Thirdly, further enhance the real-time performance of energy management methods through cloud collaboration. During the operation of hybrid energy storage system, real-time power allocation control is required, which places high demands on the real-time performance of energy management methods when applied online. In existing research, energy management methods with high online computational complexity, such as model predictive control and operating mode recognition, often find it difficult to have sufficient real-time performance in practical use; Failure to provide power allocation reference values to the controller in a timely manner, or failure to update energy management strategies in a timely manner, will directly affect the management efficiency and robustness of these energy management methods.

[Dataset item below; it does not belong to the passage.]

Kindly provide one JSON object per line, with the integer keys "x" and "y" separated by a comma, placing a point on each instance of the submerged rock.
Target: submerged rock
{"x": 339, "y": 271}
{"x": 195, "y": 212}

At present, scholars have made preliminary explorations in combining model predictive control or machine learning based energy management methods with cloud computing. However, there is still significant room for exploration in further improving the real-time performance and robustness of energy management methods through cloud collaboration.
In addition, most of the existing research on hybrid energy storage system energy management focuses on electric vehicle hybrid energy storage system, while a small portion focuses on hybrid storage power sources for other transportation vehicles such as light rail and ships, as well as hybrid energy storage system in other application scenarios such as power grid energy storage. At a time when advanced achievements in energy management of electric vehicle hybrid energy storage system are constantly emerging, research on energy management methods for hybrid energy storage system designed for other types of load conditions and operating environmental conditions still needs to be further deepened.
4. Conclusion
Firstly, a brief introduction was given to the controlled and uncontrolled topologies of the LIB/SC hybrid energy storage system. The connection methods and main characteristics of the active, semi-active, and passive topologies were analyzed, and the functional architecture and power allocation control flow of the LIB/SC hybrid energy storage system EMS were summarized; Then, four major types of energy management methods for LIB/SC hybrid energy storage systems based on experience, optimization, operating mode recognition, and machine learning were emphasized. The specific processes and performance characteristics of each type of energy management method were classified, detailed, and compared and analyzed; Finally, the performance characteristics of existing energy management methods in terms of management efficiency, robustness, and computational complexity were summarized, and the future research directions and development trends of energy management methods for LIB/SC hybrid energy storage systems were prospected.